Ce constat est également vérifié à l’échelle des nations. Le Danemark en est un bon exemple : la confiance accordée a priori à chacun se traduit par des comportements plus responsables. La délinquance y est ainsi inférieure à celle que l’on connaît chez nous et les relations sociales bien plus apaisées. Les entreprises y sont aussi plus performantes, avec des taux de satisfaction supérieurs et des taux d’absentéisme inférieurs.
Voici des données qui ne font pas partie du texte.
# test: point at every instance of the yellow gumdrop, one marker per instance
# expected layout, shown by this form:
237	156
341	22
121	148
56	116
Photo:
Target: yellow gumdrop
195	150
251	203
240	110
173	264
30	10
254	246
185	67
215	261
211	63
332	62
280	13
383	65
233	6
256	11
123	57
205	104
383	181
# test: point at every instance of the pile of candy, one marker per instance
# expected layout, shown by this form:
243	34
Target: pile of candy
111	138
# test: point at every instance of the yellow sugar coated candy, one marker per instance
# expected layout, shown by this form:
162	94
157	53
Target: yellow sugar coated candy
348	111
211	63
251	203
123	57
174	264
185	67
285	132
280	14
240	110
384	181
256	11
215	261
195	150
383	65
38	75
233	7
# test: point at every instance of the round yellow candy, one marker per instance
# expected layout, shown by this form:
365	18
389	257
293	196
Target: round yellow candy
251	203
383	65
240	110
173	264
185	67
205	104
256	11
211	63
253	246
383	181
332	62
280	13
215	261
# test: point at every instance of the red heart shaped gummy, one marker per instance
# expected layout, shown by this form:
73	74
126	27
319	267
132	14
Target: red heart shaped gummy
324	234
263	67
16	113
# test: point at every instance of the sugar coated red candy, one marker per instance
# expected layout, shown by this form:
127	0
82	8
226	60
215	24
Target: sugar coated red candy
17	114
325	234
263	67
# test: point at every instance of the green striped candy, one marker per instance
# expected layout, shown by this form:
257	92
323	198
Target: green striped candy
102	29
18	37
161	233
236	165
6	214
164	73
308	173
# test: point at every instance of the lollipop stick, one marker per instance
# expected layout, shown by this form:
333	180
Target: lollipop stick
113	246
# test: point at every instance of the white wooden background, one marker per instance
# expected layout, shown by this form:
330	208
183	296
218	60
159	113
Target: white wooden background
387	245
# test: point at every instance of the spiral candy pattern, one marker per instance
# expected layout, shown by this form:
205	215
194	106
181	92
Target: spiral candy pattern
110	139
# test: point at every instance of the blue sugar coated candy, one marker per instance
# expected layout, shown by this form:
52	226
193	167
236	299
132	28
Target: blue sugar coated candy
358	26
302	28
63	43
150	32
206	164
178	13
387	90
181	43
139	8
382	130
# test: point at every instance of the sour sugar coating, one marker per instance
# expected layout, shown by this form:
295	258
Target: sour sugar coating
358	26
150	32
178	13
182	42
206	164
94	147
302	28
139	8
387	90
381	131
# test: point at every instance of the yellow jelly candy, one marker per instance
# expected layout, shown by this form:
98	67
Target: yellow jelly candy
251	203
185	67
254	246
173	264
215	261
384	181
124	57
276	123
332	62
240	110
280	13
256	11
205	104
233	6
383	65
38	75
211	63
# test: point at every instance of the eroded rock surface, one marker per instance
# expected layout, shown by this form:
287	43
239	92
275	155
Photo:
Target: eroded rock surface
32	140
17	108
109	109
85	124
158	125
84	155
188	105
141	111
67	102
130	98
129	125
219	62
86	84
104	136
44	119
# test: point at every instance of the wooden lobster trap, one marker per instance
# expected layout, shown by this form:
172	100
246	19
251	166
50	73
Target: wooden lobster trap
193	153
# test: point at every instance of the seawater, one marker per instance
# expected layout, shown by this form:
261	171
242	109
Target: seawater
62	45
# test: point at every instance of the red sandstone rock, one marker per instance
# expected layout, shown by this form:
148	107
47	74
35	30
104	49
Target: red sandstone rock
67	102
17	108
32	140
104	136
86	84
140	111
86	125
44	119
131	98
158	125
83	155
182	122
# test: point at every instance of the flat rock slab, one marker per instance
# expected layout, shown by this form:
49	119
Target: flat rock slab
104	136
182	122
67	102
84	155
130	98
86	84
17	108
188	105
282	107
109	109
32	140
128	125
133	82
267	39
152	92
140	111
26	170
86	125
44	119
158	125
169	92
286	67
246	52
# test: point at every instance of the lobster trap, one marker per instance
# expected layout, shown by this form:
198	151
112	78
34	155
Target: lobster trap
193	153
Au total, le sentiment de “bonheur” y est maximal ; le Danemark détient en la matière un record mondial, tandis que la France est minée par un sentiment récurrent de déclin, de “moins bien”, et conserve depuis des années son record peu enviable de pessimisme. Cette crainte de l’avenir explique largement sa préférence pour le statu quo et sa difficulté à se transformer.
Une question de culture, pas de nature
Ce sont ainsi les rôles et les influences du milieu familial, des médias et de tout l’environnement humain, social ou politique qui sont en cause. Il ne s’agit pas d’une question de nature, mais de culture.
Au contraire, l’idéologie différencie, oppose et crée des clivages parfois irréconciliables. La plupart des programmes proposés aujourd’hui prennent en compte un supposé besoin irrépressible de confort et de sécurité de la population française. Ces besoins existent dans certains domaines, à l’égard notamment de la menace terroriste, face à laquelle on ne saurait se montrer naïf, angélique, et jouer les “bisounours”.
Mais ils se manifestent de façon très différente dans d’autres domaines : environnement ; transport ; éducation ; logement… Les Français sont potentiellement prêts à participer à la résolution de ces problèmes, par leur action personnelle. A condition qu’ils aient le sentiment qu’on leur fait confiance, et qu’ils peuvent faire confiance aux autres, les deux attitudes étant généralement très corrélées.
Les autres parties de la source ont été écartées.